Finally Someone Builds a Digital Music Service the Way It’s Meant to be Built!

Regular readers will know that I’ve been a long-term and vocal advocate of radical music product innovation.  There have been modest encouraging steps from a diverse mix of places, such as iTunes Pass, Topspin, Open EMI, Björk’s ‘Biophilia’ app, Swedish House Mafia’s ‘One’ app, Pledge Music etc.  All have edged forward disparate aspects of music product strategy but they have also all lacked a unifying framework to pull them together.  Today comes the first stab at a music service that pulls together many of those parts.  But it doesn’t come from one of digital music’s big players, nor from a major record label, but instead New York dance label Fools’ Gold Records with their Fools Gold: The Goldmine subscription service.

[EDIT: The Goldmine is powered by Drip.FM]

Subscribers get new and old music, curated content, remixes, DJ sets, extras, merchandize discounts, priority access to events and more.    This is almost exactly the list of product features that I laid out for the Music Product Manifesto back in 2009 so it should come as no surprise as quite how enthusiastic I am about the offering.

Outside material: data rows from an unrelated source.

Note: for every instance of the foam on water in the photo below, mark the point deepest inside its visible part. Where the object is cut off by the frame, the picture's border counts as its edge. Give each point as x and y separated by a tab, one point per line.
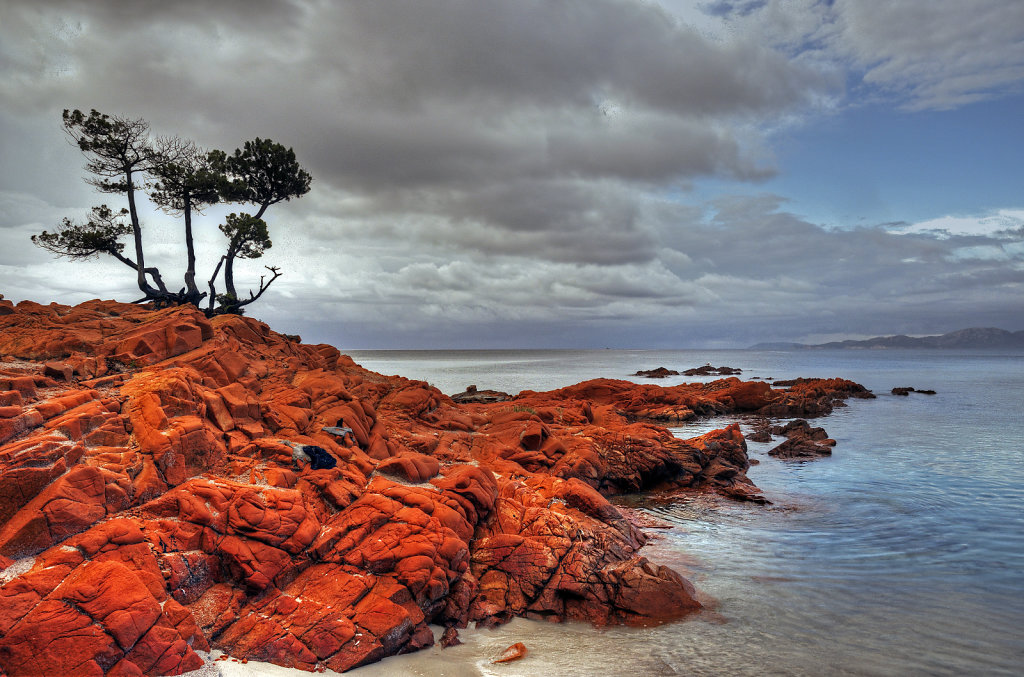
903	553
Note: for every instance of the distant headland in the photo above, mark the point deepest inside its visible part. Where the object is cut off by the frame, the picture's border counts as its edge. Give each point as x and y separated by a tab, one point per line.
974	338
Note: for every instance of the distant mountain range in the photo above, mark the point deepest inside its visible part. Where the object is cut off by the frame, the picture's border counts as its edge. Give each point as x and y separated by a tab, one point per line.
977	337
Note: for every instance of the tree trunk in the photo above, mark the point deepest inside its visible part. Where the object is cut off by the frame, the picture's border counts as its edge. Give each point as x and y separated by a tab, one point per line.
192	291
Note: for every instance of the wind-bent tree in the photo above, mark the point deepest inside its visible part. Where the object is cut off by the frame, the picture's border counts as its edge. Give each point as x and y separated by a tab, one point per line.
119	153
185	182
261	173
247	238
182	179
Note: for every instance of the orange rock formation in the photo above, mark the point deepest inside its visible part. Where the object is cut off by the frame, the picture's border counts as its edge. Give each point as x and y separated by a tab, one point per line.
150	508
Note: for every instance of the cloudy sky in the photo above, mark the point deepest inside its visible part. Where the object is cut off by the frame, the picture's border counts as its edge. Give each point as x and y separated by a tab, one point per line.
556	173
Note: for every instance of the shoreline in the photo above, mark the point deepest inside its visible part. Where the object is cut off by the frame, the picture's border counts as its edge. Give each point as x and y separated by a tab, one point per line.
183	433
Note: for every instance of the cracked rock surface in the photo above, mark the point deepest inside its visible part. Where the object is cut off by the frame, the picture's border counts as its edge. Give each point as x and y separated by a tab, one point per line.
150	508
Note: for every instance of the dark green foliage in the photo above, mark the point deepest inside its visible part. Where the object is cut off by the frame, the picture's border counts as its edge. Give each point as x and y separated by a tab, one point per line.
262	173
181	179
247	236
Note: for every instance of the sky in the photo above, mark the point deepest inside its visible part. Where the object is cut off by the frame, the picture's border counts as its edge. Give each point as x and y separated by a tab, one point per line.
554	173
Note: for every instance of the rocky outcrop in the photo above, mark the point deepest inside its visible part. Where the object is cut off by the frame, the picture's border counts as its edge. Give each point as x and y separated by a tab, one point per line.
659	373
802	441
152	504
905	391
472	395
708	370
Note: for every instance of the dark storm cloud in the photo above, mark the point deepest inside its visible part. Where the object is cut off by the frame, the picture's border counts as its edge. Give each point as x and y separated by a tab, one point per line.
501	172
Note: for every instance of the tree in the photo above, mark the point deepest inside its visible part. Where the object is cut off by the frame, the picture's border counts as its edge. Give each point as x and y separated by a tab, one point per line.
247	238
118	151
181	179
262	173
185	181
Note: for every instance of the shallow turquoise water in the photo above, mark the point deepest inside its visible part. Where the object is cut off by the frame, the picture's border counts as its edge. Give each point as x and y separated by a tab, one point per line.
903	553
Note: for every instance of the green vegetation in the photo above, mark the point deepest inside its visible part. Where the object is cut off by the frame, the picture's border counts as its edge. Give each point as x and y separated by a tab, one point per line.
181	179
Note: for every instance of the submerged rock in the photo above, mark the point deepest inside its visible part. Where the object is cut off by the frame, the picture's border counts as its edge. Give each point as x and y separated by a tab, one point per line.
514	652
658	373
708	370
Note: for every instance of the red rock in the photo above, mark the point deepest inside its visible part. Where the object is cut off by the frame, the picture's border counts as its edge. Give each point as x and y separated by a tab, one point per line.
163	516
514	652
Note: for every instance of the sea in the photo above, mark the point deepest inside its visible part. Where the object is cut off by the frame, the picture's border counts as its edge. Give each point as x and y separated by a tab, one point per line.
900	554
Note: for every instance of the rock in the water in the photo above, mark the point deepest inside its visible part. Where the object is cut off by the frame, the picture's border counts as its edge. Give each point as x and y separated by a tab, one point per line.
450	637
513	652
708	370
658	373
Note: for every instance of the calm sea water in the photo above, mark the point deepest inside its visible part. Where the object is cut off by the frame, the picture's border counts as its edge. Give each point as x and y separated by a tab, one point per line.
901	554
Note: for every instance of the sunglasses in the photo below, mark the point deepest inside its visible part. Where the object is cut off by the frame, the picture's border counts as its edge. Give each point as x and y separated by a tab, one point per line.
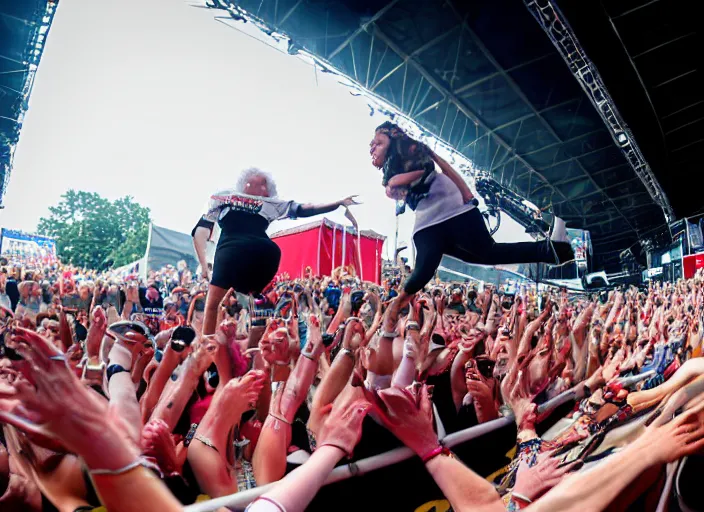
123	327
484	366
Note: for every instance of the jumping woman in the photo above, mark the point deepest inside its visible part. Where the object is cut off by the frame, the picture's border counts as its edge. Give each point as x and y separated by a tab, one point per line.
246	259
447	218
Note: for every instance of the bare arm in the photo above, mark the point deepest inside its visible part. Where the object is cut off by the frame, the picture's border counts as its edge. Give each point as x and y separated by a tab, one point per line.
299	487
465	490
200	241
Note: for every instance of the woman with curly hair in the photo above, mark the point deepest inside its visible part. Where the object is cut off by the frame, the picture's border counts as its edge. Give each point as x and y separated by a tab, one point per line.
447	218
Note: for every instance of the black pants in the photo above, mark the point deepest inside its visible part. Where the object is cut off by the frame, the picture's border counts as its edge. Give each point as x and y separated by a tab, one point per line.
467	238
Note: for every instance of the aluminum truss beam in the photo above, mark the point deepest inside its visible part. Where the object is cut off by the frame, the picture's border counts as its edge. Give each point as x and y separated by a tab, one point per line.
553	22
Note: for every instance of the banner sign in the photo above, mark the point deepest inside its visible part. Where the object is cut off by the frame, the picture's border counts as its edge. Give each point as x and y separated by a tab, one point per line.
581	244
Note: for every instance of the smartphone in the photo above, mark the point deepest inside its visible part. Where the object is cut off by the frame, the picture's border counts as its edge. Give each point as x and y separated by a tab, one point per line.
182	337
357	299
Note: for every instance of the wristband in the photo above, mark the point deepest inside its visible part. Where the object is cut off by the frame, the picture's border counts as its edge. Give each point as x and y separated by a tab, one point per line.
115	368
125	469
440	450
412	326
520	497
269	500
346	352
276	417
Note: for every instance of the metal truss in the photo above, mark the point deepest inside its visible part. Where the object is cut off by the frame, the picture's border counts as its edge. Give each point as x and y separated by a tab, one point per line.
556	27
35	47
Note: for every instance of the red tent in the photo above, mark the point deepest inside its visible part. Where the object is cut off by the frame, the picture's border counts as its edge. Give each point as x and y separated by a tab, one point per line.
324	246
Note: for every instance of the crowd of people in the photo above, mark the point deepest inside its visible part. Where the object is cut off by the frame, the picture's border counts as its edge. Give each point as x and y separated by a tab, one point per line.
111	394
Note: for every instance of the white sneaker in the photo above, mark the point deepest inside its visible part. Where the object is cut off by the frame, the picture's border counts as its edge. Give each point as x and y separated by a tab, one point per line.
558	232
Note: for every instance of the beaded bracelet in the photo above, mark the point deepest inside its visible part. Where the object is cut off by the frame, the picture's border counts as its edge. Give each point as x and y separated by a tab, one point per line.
440	450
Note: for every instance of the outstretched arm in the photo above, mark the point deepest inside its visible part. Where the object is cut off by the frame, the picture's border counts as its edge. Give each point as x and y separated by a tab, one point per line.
447	170
311	210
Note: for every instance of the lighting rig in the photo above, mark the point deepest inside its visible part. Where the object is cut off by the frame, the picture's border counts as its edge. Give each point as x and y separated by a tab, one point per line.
499	198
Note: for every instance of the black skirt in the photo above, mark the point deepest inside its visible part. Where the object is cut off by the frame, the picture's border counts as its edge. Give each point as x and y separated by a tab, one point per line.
245	263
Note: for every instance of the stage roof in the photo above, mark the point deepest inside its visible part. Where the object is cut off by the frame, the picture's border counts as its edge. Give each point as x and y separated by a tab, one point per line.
24	26
485	77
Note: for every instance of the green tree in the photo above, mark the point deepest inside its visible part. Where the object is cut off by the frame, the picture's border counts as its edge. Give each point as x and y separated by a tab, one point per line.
94	232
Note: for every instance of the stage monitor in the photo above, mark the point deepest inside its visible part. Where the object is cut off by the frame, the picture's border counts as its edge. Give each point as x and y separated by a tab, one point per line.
23	247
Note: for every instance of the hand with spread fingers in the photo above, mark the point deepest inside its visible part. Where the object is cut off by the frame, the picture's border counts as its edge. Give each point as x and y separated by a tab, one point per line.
343	418
53	403
534	481
408	414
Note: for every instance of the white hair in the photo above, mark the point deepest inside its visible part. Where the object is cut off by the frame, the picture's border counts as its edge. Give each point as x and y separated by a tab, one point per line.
248	174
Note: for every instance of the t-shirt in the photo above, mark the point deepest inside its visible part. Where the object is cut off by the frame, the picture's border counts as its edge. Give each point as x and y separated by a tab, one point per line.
225	201
444	201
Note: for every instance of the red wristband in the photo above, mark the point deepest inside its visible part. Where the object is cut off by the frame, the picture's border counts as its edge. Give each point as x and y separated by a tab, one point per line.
440	450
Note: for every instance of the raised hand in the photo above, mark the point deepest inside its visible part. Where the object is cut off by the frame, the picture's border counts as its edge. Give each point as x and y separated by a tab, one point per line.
342	425
350	201
408	414
546	473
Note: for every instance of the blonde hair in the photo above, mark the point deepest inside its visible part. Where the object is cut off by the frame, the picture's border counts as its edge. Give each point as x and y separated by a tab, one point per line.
249	173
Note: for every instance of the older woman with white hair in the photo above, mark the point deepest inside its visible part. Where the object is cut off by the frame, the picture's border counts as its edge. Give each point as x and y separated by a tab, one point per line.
246	259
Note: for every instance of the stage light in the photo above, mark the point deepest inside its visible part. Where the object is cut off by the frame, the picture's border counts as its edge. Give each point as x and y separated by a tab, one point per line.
293	48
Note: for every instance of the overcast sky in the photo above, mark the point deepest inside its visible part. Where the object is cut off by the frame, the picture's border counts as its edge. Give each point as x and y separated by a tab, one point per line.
159	101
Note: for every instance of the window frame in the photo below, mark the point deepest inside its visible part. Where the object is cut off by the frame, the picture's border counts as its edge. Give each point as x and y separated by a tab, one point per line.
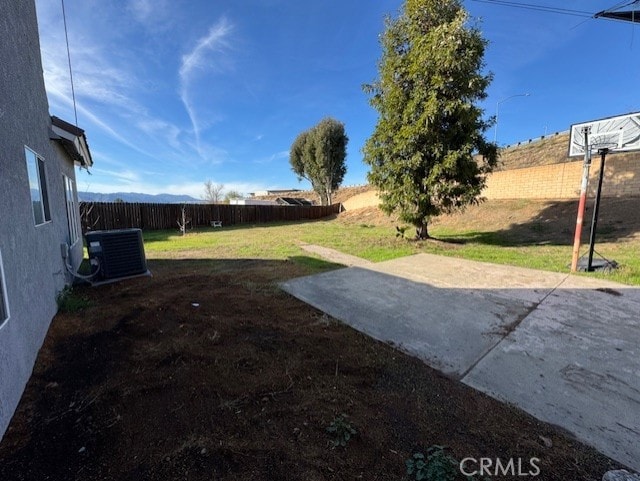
5	313
73	220
37	175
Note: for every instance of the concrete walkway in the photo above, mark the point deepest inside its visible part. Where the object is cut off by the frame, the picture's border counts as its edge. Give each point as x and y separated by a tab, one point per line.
564	348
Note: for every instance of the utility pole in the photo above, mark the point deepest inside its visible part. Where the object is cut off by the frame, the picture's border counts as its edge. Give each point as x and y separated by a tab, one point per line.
583	199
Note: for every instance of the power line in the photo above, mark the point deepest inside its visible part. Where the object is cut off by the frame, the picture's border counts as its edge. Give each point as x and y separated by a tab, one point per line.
539	8
66	36
605	14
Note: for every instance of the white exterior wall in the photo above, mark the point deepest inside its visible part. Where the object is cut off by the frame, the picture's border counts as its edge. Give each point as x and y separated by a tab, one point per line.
32	260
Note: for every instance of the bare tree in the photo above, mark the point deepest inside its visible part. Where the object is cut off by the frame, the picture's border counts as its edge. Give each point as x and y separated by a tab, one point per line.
213	192
184	221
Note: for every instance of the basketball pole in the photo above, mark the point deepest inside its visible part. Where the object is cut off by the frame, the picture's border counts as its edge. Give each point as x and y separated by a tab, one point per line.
596	210
583	200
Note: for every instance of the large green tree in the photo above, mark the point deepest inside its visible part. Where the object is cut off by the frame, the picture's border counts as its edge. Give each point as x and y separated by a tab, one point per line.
428	154
318	155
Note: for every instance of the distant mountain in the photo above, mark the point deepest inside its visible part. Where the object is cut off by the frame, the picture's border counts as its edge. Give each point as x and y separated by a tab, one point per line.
137	197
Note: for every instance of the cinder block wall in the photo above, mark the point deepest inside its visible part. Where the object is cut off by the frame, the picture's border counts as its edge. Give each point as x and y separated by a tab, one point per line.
540	169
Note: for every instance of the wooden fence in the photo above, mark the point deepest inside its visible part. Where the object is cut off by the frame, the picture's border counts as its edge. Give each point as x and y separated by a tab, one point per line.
122	215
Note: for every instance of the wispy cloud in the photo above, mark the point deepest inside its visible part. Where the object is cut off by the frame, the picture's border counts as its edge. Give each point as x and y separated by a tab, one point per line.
107	86
199	60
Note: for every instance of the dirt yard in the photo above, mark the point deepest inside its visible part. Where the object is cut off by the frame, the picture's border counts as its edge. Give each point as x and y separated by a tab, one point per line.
208	371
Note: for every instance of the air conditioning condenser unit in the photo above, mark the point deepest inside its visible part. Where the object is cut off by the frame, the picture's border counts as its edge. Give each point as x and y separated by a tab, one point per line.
116	254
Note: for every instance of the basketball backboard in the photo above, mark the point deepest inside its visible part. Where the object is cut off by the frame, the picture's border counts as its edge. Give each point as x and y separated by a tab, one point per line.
618	134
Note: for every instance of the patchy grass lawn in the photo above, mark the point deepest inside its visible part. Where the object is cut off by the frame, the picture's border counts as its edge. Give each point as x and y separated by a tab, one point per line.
208	371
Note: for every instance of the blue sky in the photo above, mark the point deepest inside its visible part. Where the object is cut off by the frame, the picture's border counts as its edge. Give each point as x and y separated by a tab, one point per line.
172	93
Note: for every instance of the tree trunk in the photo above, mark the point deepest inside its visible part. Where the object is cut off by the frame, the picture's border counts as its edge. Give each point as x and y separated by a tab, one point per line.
422	232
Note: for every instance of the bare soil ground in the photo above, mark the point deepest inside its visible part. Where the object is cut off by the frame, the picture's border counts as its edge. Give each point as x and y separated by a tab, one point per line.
208	371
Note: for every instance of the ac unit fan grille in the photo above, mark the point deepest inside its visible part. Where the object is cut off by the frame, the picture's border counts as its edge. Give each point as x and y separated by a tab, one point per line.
121	253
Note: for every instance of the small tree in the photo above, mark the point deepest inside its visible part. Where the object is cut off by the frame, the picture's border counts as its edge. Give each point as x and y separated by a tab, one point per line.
427	153
213	192
232	195
318	155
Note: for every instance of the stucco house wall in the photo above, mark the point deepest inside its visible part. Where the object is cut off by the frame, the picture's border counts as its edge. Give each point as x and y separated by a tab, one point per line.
32	261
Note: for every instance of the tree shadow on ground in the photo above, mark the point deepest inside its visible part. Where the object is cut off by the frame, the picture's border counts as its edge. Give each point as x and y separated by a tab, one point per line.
555	224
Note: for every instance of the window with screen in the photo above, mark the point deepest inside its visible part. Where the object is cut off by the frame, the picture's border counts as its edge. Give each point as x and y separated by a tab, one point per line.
4	306
37	187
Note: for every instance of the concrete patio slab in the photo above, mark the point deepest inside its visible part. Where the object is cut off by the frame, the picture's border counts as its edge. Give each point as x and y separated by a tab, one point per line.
563	348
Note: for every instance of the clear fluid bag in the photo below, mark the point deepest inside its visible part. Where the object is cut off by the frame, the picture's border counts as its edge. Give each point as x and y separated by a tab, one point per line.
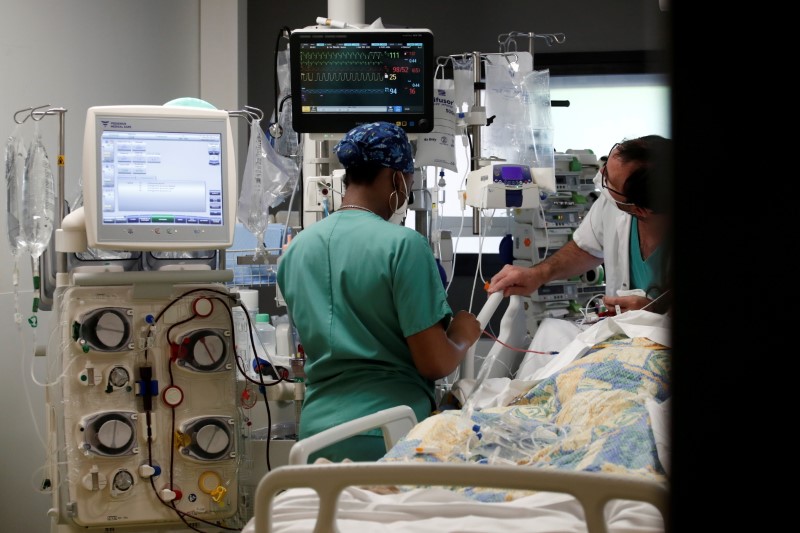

The reason I listed those attributes three years ago was that this broad selection of multimedia assets truly reflect what an artist is in the 21st century, so much more so than a CD or a download does.  They are also the assets which labels (majors in particular with their 360 deals) are increasingly becoming active in.  It is little short of a travesty that more has not been done until now.  Hopefully Fools Gold’s innovation bravery will help nudge the industry wide needle forward.

Of course it is much easier for a small label like Fools Gold to pull together the disparate artist assets necessary to create the holistic offering, but as I argued in my presentation to Midem in 2011, “the scale of the potential rewards is more than big enough to justify the sizeable effort: what is at stake is the entire future of premium music products.”

The Goldmine also ticks most of the boxes of my DISC principles that I laid out in my Music Format Bill of Rights (see figure):

Dynamic:  One of the things I like most about the service is its guarantee to deliver every new release on the label automatically to the user.  This is what music products need to do in the digital age, pushing relevant content to the consumer rather than relying on them to pull.

Interactive.  The service includes accapellas and remix stems for users to step out of passive listening into active creation.  This of course works perfectly for the dance music audience where a large share of the audience are aspiring DJs and producers.  A great next step would be some in built functionality that allows even the most novice user to play around with stems, perhaps  in the context of a social gaming environment.

Social. This seems to be the only key DISC element not catered for by the Goldmine, but they certainly have the building blocks to deliver on this, most notably the membership base.

Curated.  Fools Gold curate tracks from the archive as part of the service and in addition deliver exclusive content and extra content.

The Goldmine isn’t the full package, nor does it signify a turning point in music product strategy (because that requires major record labels to jump on board), but it does represent the bravest innovation step yet taken.

Fools Gold just set the standard for the rest to follow.